Sertu Imam W Amankan Aksi Demonstrasi di Pengadilan Tinggi Medan

Hankam32 Dilihat

matabangsa.com – Medan: Babinsa Koramil 0201-07/MT, Sertu Imam W, melakukan pemantauan terhadap kegiatan unjuk rasa yang berlangsung di depan Pengadilan Tinggi Medan, yang terletak di Jalan Ngumban Surbakti No. 38A, Kelurahan Sempakata, Kecamatan Medan Selayang, pada Kamis (22/08/2024).
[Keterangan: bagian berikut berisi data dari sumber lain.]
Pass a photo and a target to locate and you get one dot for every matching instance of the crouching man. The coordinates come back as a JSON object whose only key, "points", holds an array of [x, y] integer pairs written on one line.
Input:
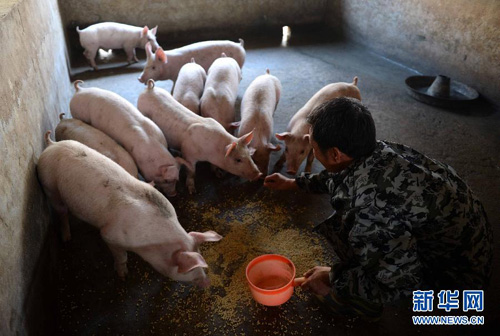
{"points": [[401, 221]]}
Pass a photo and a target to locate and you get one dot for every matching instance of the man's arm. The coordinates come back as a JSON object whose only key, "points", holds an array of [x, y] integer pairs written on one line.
{"points": [[315, 183]]}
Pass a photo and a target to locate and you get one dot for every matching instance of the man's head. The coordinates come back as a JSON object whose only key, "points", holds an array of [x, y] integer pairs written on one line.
{"points": [[341, 130]]}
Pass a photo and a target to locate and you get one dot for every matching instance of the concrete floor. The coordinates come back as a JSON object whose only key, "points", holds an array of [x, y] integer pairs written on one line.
{"points": [[93, 301]]}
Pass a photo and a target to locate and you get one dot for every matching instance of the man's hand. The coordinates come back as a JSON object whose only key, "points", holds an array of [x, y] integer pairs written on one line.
{"points": [[277, 181], [317, 280]]}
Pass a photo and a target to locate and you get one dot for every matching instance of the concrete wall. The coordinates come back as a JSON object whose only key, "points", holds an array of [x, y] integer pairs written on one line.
{"points": [[176, 17], [35, 88], [458, 38]]}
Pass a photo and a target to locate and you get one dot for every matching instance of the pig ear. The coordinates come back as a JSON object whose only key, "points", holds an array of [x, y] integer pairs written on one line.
{"points": [[181, 161], [247, 138], [229, 148], [160, 55], [186, 261], [149, 52], [273, 148], [202, 237], [282, 136], [169, 172]]}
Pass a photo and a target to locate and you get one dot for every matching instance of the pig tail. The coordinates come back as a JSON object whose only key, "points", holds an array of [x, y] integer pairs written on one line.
{"points": [[75, 84]]}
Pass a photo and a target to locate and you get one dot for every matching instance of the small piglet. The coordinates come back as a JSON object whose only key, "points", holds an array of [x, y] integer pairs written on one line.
{"points": [[221, 91], [189, 85], [198, 138], [130, 214], [141, 138], [297, 135], [74, 129], [257, 109], [112, 35], [163, 65]]}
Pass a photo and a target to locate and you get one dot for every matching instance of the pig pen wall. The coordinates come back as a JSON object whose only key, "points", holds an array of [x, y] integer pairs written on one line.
{"points": [[457, 38], [185, 19], [34, 89]]}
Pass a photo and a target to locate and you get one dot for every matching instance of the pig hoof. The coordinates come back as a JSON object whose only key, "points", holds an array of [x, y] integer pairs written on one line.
{"points": [[66, 237]]}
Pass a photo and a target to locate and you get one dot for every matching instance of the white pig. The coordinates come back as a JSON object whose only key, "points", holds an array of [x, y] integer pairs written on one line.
{"points": [[163, 65], [74, 129], [130, 214], [189, 85], [221, 91], [141, 138], [198, 138], [112, 35], [296, 138], [257, 110]]}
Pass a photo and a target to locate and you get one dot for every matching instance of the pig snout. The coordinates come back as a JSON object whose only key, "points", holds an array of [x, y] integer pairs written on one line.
{"points": [[257, 177], [203, 283]]}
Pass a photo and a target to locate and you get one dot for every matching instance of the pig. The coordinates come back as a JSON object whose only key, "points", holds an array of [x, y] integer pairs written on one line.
{"points": [[257, 110], [74, 129], [189, 86], [130, 214], [164, 65], [141, 138], [198, 138], [221, 91], [296, 138], [112, 35]]}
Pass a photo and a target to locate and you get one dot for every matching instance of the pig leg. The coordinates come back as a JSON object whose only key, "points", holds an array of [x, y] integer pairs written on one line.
{"points": [[131, 57], [120, 256], [190, 174], [90, 55], [190, 181], [310, 159], [62, 213], [280, 163]]}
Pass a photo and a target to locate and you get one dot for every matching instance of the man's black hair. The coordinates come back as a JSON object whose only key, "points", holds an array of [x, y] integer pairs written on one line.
{"points": [[344, 123]]}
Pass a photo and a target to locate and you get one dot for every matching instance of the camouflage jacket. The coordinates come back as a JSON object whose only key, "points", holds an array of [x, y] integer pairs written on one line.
{"points": [[402, 222]]}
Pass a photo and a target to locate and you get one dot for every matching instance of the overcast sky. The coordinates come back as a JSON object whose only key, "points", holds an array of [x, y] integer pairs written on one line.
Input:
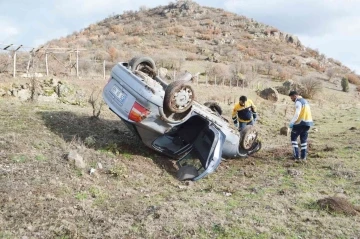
{"points": [[331, 26]]}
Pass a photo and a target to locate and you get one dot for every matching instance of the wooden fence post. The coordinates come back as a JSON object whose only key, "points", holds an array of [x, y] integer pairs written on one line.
{"points": [[46, 64], [104, 70], [14, 74], [77, 62]]}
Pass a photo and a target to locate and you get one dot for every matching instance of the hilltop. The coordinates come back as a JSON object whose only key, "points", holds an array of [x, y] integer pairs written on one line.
{"points": [[184, 33]]}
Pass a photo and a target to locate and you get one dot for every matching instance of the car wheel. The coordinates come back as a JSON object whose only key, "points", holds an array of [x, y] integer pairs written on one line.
{"points": [[144, 64], [179, 96], [248, 137], [256, 147], [215, 107], [187, 172]]}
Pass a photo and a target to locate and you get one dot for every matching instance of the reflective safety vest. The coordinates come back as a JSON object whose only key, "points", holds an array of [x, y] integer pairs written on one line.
{"points": [[305, 117], [243, 113]]}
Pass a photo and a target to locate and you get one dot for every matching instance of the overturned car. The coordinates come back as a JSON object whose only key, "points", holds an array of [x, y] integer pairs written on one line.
{"points": [[167, 118]]}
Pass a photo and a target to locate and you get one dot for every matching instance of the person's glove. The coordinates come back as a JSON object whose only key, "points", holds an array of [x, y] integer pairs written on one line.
{"points": [[255, 116]]}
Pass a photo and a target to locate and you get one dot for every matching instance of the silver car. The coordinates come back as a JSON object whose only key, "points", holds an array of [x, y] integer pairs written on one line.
{"points": [[167, 118]]}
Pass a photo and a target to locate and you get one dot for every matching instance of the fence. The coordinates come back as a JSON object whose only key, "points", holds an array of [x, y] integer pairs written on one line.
{"points": [[67, 62], [42, 61]]}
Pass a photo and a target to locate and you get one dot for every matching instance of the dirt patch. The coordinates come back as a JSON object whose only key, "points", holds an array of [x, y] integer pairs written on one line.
{"points": [[338, 205]]}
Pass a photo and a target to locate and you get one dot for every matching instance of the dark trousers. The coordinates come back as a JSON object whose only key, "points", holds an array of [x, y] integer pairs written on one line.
{"points": [[302, 131], [243, 124]]}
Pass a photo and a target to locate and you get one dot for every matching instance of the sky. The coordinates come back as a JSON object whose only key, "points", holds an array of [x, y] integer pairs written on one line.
{"points": [[330, 26]]}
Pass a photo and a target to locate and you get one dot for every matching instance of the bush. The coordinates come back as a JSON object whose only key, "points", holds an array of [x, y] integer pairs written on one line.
{"points": [[353, 79], [345, 84], [311, 87]]}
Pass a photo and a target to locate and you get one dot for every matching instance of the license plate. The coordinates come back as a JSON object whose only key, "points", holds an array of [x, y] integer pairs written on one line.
{"points": [[119, 94]]}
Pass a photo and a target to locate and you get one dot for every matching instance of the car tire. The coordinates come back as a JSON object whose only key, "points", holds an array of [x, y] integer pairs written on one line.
{"points": [[144, 64], [215, 107], [248, 137], [179, 96], [187, 172]]}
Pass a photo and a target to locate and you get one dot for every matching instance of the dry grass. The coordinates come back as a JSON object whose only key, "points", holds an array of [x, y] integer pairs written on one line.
{"points": [[136, 195]]}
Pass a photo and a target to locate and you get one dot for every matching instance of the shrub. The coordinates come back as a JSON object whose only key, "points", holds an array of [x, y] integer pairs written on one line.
{"points": [[353, 79], [316, 66], [311, 87], [113, 53], [345, 84], [331, 73]]}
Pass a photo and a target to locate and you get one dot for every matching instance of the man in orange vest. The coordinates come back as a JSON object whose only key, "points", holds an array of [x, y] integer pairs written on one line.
{"points": [[300, 125], [244, 113]]}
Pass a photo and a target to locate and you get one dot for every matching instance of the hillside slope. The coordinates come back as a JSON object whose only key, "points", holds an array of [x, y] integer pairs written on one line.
{"points": [[187, 32]]}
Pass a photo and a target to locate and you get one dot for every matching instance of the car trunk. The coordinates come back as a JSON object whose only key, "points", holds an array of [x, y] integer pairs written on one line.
{"points": [[194, 138]]}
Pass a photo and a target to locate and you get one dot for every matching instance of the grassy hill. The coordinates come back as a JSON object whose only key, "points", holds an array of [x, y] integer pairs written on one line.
{"points": [[133, 192]]}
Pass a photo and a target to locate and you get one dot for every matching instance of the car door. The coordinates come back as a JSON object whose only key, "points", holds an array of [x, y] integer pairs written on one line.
{"points": [[194, 144], [208, 147]]}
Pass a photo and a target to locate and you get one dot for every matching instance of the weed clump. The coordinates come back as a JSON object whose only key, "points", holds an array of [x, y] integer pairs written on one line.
{"points": [[345, 84]]}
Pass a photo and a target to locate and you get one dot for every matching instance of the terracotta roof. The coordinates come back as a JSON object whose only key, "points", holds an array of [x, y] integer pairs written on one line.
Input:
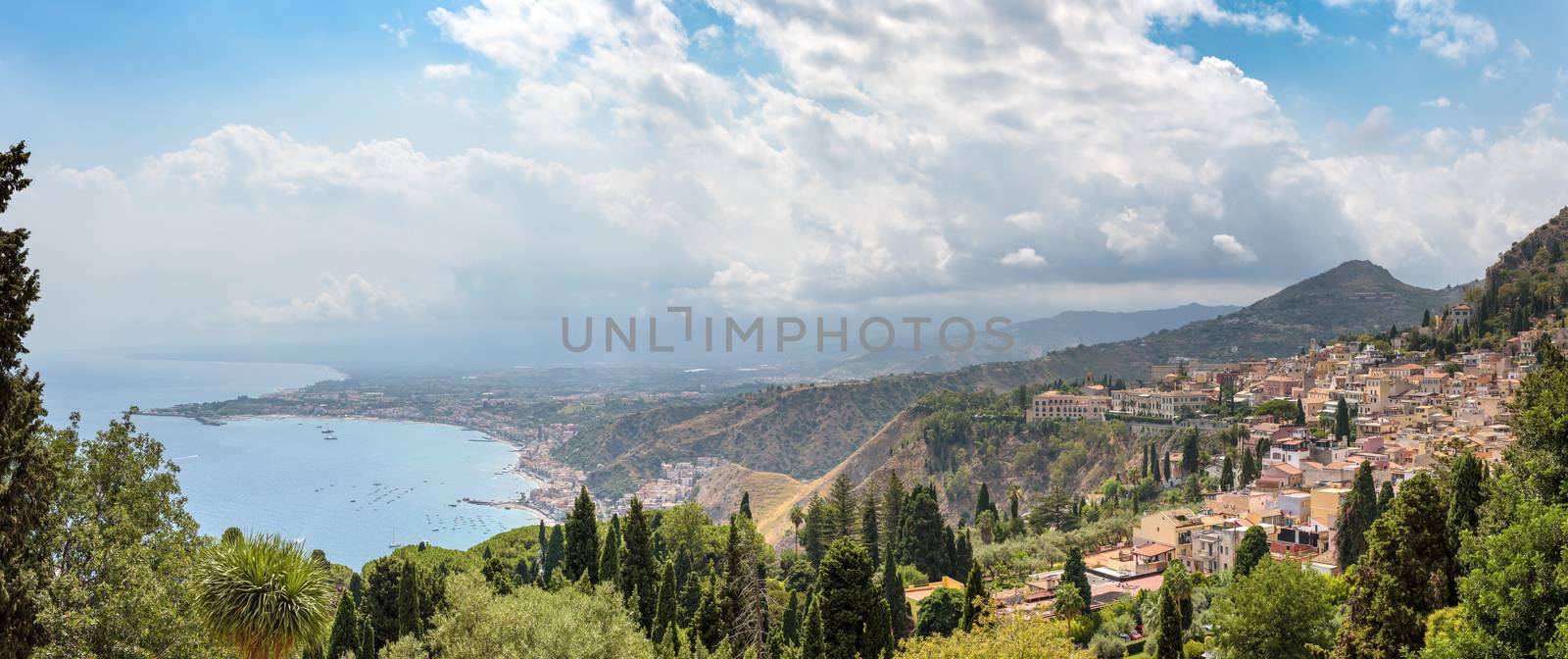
{"points": [[1152, 549]]}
Unjuk rasa tersebut diorganisir oleh Kelompok Tani Himpunan Penggarap Pengusahaan Lahan Kosong Negara (HPPLKN), yang dipimpin oleh koordinator aksi, Unggul P Tampubolon. Massa yang terlibat dalam aksi tersebut diperkirakan berjumlah sekitar 300 orang.

Para demonstran mengajukan beberapa tuntutan kepada pihak pengadilan. Tuntutan pertama adalah evaluasi dan pemecatan ketua Pengadilan Lubuk Pakam beserta staf yang diduga terlibat dalam praktik mafia tanah. Mereka menuduh adanya pembacaan konstatering yang tidak sesuai di objek tanah eks HGU PTPN II di Desa Helvetia, yang sudah dikuasai oleh masyarakat sejak tahun 2, tanpa pernah terlibat dalam perkara atau menerima bantuan dari Al-Wasiyah.

Tuntutan kedua adalah agar Pengadilan Negeri Lubuk Pakam mematuhi surat dari Pengadilan Tinggi Medan. Sedangkan tuntutan ketiga meminta agar Pengadilan Negeri Lubuk Pakam tidak melakukan eksekusi terhadap tanah yang telah lama dikuasai dan diusahakan oleh masyarakat sejak tahun 2.

Humas Pengadilan Tinggi Medan yang hadir untuk menemui para pengunjuk rasa menyampaikan bahwa aksi tersebut seharusnya diarahkan ke Pengadilan Negeri Lubuk Pakam. Humas juga meminta massa untuk membubarkan diri agar tidak mengganggu kelancaran lalu lintas di Jalan Ngumban Surbakti.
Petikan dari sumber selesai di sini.